For dissection of the opened endolymphatic sac, hold the stem part of the preparation to observe the cross-section of the lumen. Then insert a 27 gauge needle into the lumen and move it to cut the endolymphatic sac into two sheets. Hold the edge of each sheet-like tissue with forceps and separate them from each other.
In the representative analysis, a mid-sagittal section of the skull of these mice before and after half brain removal was visualized with tdTomato fluorescence. The endolymphatic sac was readily visible even without dissection. Inner ears from mice at embryonic day 16.6 as well as postnatal day 5 and 30 were isolated.

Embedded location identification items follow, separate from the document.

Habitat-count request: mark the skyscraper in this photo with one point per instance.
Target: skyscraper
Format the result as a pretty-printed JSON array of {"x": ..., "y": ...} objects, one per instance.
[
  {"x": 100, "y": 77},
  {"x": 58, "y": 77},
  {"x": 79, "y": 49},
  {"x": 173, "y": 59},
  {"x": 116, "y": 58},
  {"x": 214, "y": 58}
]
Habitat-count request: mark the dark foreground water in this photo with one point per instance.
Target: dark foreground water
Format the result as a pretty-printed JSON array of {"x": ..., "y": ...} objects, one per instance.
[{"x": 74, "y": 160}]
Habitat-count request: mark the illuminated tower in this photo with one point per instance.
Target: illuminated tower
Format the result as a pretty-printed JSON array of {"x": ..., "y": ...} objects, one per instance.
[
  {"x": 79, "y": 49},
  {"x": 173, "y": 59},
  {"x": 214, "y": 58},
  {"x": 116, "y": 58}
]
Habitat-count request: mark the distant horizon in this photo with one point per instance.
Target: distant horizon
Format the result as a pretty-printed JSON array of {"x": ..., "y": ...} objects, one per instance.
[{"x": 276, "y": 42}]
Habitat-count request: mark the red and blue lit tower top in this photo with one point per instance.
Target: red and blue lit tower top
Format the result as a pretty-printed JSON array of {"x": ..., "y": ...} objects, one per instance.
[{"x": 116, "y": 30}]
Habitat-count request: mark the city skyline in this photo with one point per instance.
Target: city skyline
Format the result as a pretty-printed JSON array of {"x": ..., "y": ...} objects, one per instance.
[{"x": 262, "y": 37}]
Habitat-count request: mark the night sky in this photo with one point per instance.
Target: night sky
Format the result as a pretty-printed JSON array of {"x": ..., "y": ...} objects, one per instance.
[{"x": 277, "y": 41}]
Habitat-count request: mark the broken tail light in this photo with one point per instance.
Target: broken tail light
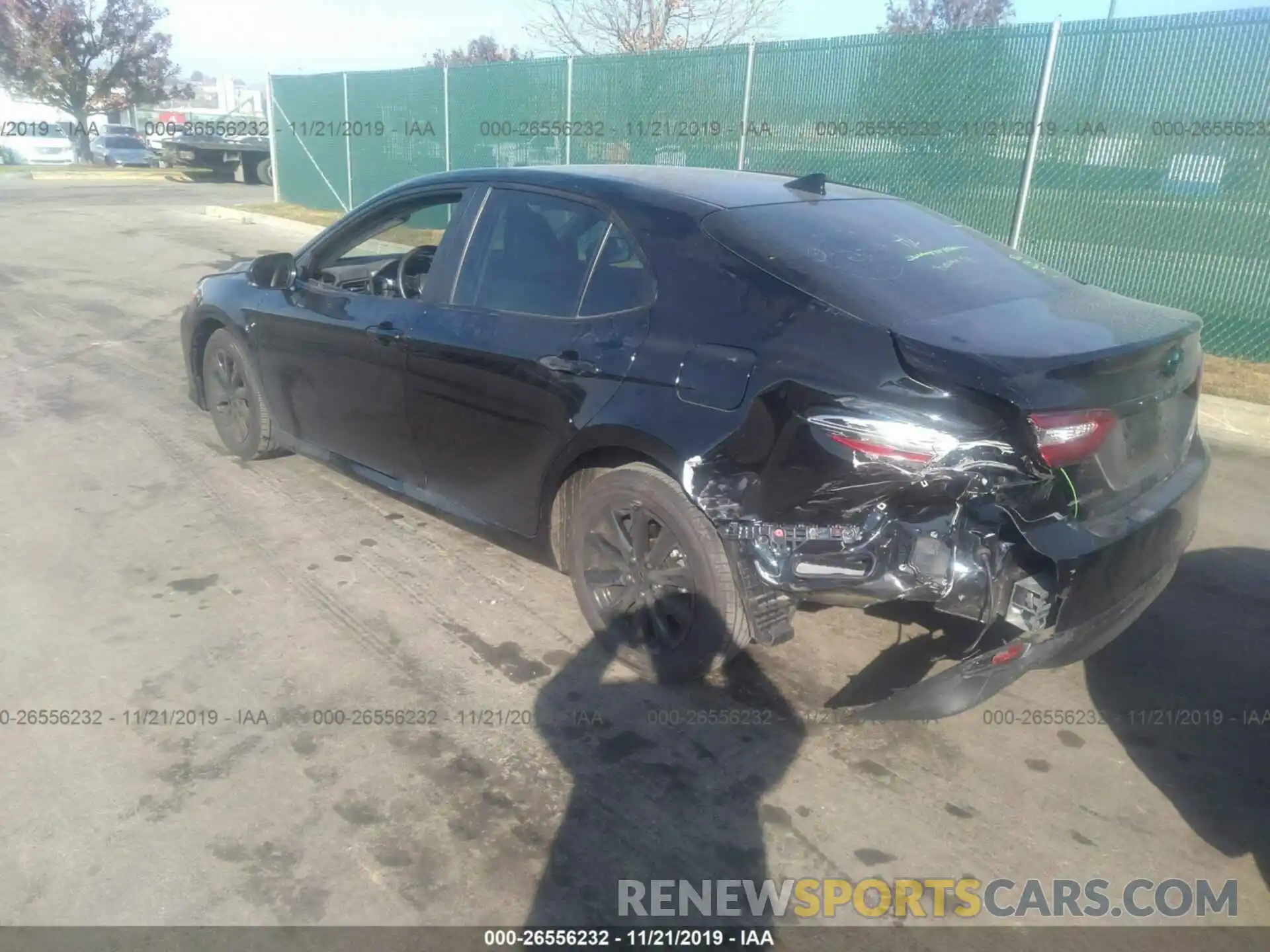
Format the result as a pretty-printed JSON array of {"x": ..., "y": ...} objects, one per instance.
[
  {"x": 898, "y": 441},
  {"x": 1064, "y": 438}
]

The endolymphatic sacs were observed under higher magnification. For P30 mice, the endolymphatic duct is difficult to isolate due to its encapsulation in bone. Immunohistochemistry of intact endolymphatic sacs from E16.5 and P5 was studied with anti-SLC26A4 antibody and phalloidin labeling.
Phalloidin was used to highlight the endolymphatic sac and the conjunctive tissue around it. High magnification images of opened endolymphatic sac epithelium at P5 show the SLC26A4 labeled in green is localized in the apical region of a subset of cells. The most important thing to remember when attempting this procedure is to be very gentle to avoid damaging the endolymphatic sac.
A fixed endolymphatic sac tissue isolated by this approach can be used for in situ hybridization, RNA scope, and immunohistochemistry. Live tissue can be used to prepare RNA for transcriptome analysis and for physiology. This approach has been used to study the transcriptome of the endolymphatic sac, either as a whole or in single-cell RNA-seq analysis to contribute to characterizing its different cell types.